Deletion of hns ablates Fur-dependent regulation of hilA-lacZ. β-Galactosidase activity was determined under anaerobic conditions. The data are presented as slopes from the differential plots (see Fig. S3 in the supplemental material). Means ± the SD are shown (*, P ≤ 0.05; ***, P ≤ 0.001; n = 6).
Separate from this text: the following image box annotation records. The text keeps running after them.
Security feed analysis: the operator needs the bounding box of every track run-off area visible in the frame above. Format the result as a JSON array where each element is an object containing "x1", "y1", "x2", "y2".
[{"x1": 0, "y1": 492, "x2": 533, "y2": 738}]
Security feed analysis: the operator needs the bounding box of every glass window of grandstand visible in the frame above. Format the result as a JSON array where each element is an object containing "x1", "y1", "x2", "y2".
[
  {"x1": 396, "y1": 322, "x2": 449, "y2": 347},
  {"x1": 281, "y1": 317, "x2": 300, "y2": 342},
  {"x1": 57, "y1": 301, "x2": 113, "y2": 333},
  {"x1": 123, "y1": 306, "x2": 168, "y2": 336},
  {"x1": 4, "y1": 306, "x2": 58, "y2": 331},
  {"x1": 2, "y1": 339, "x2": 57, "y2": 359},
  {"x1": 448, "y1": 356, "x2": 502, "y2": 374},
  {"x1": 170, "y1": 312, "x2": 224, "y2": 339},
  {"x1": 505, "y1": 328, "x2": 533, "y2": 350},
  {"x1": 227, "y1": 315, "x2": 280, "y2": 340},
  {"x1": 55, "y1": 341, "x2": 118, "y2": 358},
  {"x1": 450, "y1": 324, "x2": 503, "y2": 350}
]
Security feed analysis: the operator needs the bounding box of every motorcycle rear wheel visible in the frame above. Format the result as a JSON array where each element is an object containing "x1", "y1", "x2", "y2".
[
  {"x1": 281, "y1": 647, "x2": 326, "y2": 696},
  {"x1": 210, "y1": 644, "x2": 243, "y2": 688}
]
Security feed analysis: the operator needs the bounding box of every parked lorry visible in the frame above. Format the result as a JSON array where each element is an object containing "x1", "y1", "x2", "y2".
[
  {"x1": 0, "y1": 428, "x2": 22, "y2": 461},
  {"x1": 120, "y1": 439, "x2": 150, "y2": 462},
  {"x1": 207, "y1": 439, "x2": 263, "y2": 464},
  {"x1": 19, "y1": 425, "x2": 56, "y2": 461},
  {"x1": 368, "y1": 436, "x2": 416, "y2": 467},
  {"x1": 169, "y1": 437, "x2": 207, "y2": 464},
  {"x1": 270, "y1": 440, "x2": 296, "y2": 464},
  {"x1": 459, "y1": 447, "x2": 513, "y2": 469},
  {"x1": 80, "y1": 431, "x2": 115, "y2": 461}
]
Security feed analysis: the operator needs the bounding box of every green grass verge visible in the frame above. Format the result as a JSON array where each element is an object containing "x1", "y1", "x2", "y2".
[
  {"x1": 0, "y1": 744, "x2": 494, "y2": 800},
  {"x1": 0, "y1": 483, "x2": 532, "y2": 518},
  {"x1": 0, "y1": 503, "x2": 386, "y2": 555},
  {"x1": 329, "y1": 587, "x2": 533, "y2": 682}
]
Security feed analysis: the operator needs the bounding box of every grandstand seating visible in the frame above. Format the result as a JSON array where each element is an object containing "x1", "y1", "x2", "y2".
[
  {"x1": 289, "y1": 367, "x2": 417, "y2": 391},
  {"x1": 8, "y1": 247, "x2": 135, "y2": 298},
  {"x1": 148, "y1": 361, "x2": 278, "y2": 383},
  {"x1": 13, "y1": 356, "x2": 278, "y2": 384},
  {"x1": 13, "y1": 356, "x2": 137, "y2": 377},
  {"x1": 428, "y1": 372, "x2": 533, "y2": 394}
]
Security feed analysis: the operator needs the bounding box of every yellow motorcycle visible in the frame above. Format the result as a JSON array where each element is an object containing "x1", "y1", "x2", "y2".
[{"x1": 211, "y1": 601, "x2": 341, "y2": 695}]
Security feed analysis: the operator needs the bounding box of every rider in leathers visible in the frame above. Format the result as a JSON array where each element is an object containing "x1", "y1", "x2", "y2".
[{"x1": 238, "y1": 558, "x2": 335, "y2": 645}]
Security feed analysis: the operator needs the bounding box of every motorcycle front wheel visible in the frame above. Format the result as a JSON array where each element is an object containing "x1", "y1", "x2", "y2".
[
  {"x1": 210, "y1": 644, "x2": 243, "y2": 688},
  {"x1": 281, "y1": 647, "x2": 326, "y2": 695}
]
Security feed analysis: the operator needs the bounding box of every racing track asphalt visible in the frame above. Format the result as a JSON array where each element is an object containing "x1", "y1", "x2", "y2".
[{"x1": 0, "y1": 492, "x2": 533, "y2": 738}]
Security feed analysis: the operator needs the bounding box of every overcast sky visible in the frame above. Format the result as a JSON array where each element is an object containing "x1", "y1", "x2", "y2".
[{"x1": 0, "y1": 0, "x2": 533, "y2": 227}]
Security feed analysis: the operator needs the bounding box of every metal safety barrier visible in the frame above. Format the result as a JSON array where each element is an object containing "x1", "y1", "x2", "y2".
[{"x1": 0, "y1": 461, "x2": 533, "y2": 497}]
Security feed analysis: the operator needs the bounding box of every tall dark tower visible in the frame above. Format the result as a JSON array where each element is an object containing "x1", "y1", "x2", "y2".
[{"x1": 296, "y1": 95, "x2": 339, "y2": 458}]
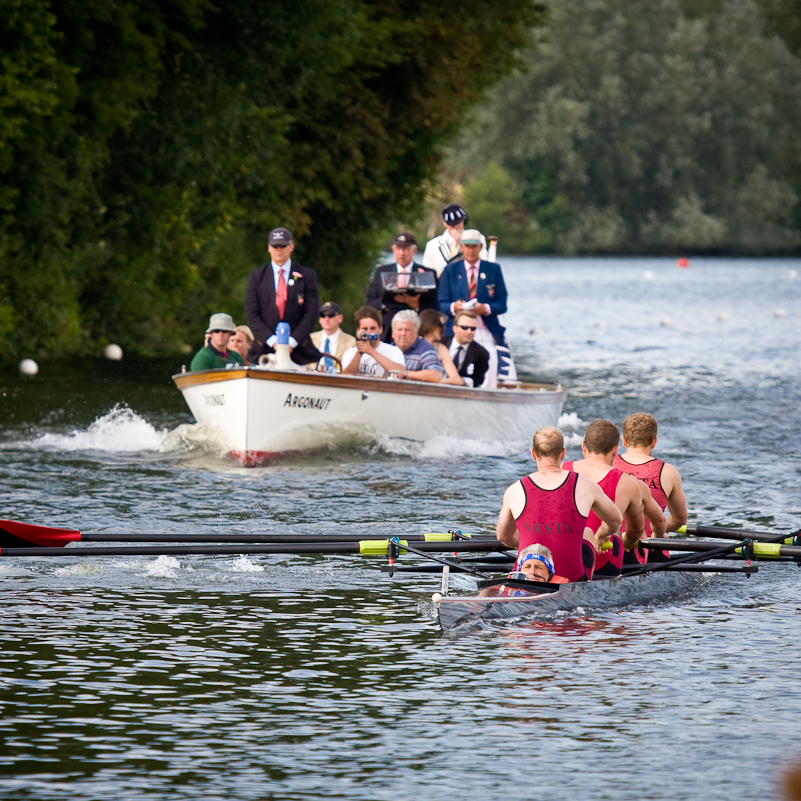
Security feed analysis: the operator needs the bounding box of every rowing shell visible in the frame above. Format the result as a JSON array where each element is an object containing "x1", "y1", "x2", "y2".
[{"x1": 438, "y1": 570, "x2": 699, "y2": 631}]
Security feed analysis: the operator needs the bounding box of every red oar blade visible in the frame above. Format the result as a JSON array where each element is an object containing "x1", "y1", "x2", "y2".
[{"x1": 0, "y1": 520, "x2": 81, "y2": 548}]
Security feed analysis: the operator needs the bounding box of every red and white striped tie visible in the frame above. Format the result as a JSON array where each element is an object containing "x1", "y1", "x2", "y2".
[{"x1": 275, "y1": 270, "x2": 286, "y2": 320}]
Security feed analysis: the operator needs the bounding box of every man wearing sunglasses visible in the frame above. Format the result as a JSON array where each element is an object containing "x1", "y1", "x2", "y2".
[
  {"x1": 245, "y1": 223, "x2": 321, "y2": 364},
  {"x1": 312, "y1": 300, "x2": 356, "y2": 373},
  {"x1": 442, "y1": 311, "x2": 489, "y2": 387}
]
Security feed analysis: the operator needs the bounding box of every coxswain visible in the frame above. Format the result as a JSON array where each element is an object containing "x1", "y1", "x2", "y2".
[
  {"x1": 613, "y1": 412, "x2": 687, "y2": 563},
  {"x1": 513, "y1": 542, "x2": 567, "y2": 584},
  {"x1": 495, "y1": 427, "x2": 623, "y2": 581},
  {"x1": 562, "y1": 420, "x2": 665, "y2": 576}
]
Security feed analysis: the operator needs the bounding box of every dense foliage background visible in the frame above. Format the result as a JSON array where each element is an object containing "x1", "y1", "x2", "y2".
[
  {"x1": 0, "y1": 0, "x2": 542, "y2": 360},
  {"x1": 445, "y1": 0, "x2": 801, "y2": 254},
  {"x1": 0, "y1": 0, "x2": 801, "y2": 361}
]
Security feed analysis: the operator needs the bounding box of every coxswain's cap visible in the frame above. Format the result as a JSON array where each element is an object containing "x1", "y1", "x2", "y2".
[
  {"x1": 269, "y1": 228, "x2": 292, "y2": 245},
  {"x1": 392, "y1": 231, "x2": 417, "y2": 247},
  {"x1": 515, "y1": 553, "x2": 554, "y2": 578},
  {"x1": 206, "y1": 312, "x2": 236, "y2": 334},
  {"x1": 442, "y1": 203, "x2": 467, "y2": 225}
]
The expression of hilA-lacZ in rpoS^low was biphasic (see the text and Fig. S3 for details).

FIG. 7.

Model depicting the role of Fur in the regulation of hilA. (A) Conditions that activate Fur (i.e., the presence of iron) repress the expression of hns (solid arrow), and allow the expression of hilA (blocked dotted arrows) and increased HilA. (B) Mutation in Fur or lack of the cofactor (i.e., Fe²⁺) results in the expression of hns and the H-NS protein (blocked dotted arrows) and the reduced expression of hilA (solid arrows) and HilA. Implicit in this model is the role of ferrous iron transport and iron homeostasis in the activation of hilA/HilA and virulence.